Mulai dari mudik melalui jalan darat, laut maupun udara. Mudik dengan moda transportasi darat dan laut dapat dikatakan jauh lebih murah dibandingkan dengan transportasi udara. Namun tentu berbeda bila kita berbicara dari sisi efisiensi waktu. Apalagi bila daerah yang ingin dituju cukup jauh dan waktu cuti yang terbatas, maka transportasi udara lah yang menjadi pilihan utama, walaupun harus membayar agak mahal.
Sayangnya dalam setengah tahun terakhir ini, harga tiket pesawat sudah bukan dalam kategori “agak” mahal lagi, tapi sudah “sangat” mahal.
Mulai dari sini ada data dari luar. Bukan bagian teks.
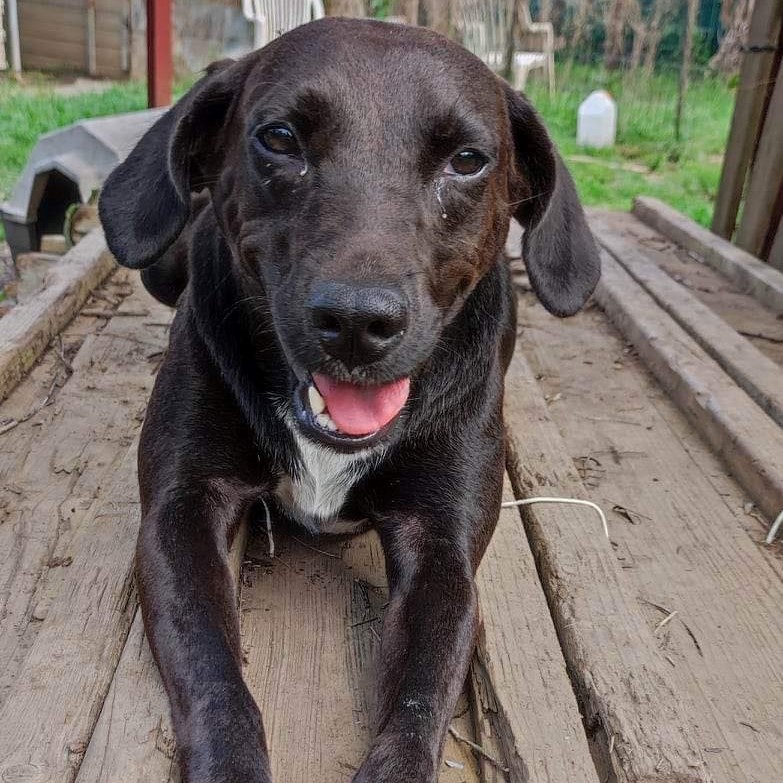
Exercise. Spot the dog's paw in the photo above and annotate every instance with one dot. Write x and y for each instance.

Sebagai ilustrasi adalah apa yang disampaikan oleh Direktur Yayasan Advokasi Rakyat Aceh (YARA) Safaruddin SH.
Safaruddin menjelaskan jika menggunakan perjalanan domestik, maka membutuhkan biaya Rp 4 juta lebih per orang untuk ke Malang dari Banda Aceh. Sedangkan untuk harga tiket jalur Banda Aceh – Kuala Lumpur – Surabaya dengan maskapai Air Asia harga tiketnya hanya Rp 950.000 per orang. Hal ini pernah disampaikannya kepada salah satu media, 11 Januari 2019 yang lalu.
Coba bayangkan, dengan jarak tempuh yang relatif tidak berbeda jauh, harga tiket yang harus dibayarkan empat kali lipat per orangnya.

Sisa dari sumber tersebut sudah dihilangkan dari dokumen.